Sunday, April 27, 2008

The Attack of Summer Vacation

Summer vacation has been an American tradition for over 100 years now. Students look forward to it, and to an even greater extent, teachers look forward to it. I'm only talking to those of you who are teachers right now, because what I'm going to say is often criticized by those outside the field.

Teaching is a very difficult job, and a very intense one. After going from August to May (or September to June, depending on where you live), that 10-13 week break is well deserved and well taken. Yes, other people don't think it's fair that we get this vacation, but we don't listen to those people, because they just don't understand.

Then the questions start coming. Isn't it true that students don't retain a lot of what they learned the prior year during the summer? Isn't it true that students come back to school and actually have lost reading skill since the end of the prior school year? And isn't it true that parents often complain that they have trouble keeping their kids active with productive things to do during the summer, and that the rates of kids getting in trouble rise?

The answer is yes, to all, but let's analyze:

Student learning retention rates: This one seems pretty obvious. If you're not using it, you're losing it. Many students aren't actively learning during the summer vacation, and they will forget quite a bit of what they were taught. But some of this is the teachers fault. If we're teaching them through traditional methods, lecture and textbook, studies have shown that students can and will forget anywhere between 60-80% of what they were taught. As their learning becomes more engaged, they retain more. In fact, if it's things they learned out of an authentic literary experience (a book, you know, novel or chapter book) that they were actively engaged in, the retention rates can be much higher. I've seen this personally, and studies have shown a variance from anywhere between 70-95% of the material being retained, and not lost as the previous numbers showed.

Reading skill being lost: I've said it to my students a million times, the only way to become a better reader is to read. It's the old 'practice makes perfect' thing, and it's very true, especially as it comes to reading skill. If a student goes the entire summer without reading a book, of course they're going to lose some skill, both fluency and comprehension. If you're in a position like I am where you know your students for next year before the end of the previous year, you can have a summer reading club to keep them going. If you don't know who your students will be, you have to count on parents to keep them reading, and we all know that this isn't going to happen in large numbers. I survey my students at the beginning of the school year, and over the last three years have found that out of 62 students, 11 responded by saying that they read consistently over the summer vacation, that's 18%. This one is obvious to me.

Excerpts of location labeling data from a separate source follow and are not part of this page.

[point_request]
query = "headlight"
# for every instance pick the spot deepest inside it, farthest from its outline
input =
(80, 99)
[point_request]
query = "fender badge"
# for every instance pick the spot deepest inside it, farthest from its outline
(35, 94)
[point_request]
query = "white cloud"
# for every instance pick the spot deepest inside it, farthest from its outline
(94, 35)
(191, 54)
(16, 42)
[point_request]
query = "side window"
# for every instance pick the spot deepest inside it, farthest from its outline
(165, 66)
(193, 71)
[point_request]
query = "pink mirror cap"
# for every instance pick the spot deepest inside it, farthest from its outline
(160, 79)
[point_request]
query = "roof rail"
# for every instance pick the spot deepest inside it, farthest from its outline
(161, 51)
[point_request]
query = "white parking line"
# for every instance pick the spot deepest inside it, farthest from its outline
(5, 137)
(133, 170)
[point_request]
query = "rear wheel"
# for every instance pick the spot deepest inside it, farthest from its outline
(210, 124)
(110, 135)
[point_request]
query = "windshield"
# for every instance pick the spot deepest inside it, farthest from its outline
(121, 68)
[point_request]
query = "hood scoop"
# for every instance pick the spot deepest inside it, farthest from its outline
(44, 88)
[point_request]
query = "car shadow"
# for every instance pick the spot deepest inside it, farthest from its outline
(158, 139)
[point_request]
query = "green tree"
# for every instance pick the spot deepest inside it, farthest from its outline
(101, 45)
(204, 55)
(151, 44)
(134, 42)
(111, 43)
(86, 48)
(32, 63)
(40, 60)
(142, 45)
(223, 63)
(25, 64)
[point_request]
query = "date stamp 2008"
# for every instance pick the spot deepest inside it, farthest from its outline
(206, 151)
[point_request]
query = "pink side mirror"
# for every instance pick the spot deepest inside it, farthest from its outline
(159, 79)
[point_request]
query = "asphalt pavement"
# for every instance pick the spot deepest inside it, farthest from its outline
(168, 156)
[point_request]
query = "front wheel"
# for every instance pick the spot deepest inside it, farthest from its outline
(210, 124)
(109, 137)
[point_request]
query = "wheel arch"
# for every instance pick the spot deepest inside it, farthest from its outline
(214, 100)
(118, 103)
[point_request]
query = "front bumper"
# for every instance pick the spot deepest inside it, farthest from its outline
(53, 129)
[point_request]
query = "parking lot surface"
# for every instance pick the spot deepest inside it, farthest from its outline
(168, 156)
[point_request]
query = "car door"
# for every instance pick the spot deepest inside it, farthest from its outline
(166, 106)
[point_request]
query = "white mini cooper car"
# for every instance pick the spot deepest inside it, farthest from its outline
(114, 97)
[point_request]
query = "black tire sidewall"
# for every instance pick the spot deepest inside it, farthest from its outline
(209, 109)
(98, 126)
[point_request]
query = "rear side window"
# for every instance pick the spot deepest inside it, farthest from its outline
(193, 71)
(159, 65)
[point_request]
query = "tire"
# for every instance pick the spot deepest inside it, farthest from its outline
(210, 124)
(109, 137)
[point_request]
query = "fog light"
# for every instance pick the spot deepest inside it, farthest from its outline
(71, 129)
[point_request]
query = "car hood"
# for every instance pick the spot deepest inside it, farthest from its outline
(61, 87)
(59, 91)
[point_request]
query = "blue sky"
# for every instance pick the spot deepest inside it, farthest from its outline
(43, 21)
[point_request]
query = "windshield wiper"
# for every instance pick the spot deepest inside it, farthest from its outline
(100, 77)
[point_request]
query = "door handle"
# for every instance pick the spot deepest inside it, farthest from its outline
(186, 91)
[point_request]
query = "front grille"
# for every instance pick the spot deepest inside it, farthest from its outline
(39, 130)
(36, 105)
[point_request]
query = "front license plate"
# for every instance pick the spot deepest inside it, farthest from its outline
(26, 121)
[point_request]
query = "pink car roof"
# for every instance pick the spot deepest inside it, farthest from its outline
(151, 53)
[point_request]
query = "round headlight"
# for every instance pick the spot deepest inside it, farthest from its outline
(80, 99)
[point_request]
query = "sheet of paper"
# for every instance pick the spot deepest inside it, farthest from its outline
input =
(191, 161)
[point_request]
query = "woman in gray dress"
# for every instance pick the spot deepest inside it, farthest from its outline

Parents have trouble with their kids over summer: This one isn't really something we should worry about. You mean parents actually will have to spend time with their kids? GASP! This actually becomes more of a problem as it relates to students that have apathetic or uninvolved parents, which, sadly, is too many of them. There are things you can do as a teacher, including giving your parents lists of summer camps and activities, both free and pay, that students can participate in over summer. Also, I tell students and parents that I do have a large library of books that I relocate from my classroom to my home over summer, and they're welcome to drop by and choose some. Teachers can do our part to help, but the real fact is, most of us have our own families to worry about during the summer. This one is really up to the individual parent, if they're going to let their kids run wild or give them some guidelines to follow.


Anonymous said...

Everything you said, EVERY SINGLE THING, is true. I've been a taecher for 15 years, and have always needed summer vacation badly. Let parents deal with their kids for once, I'm no babysitter!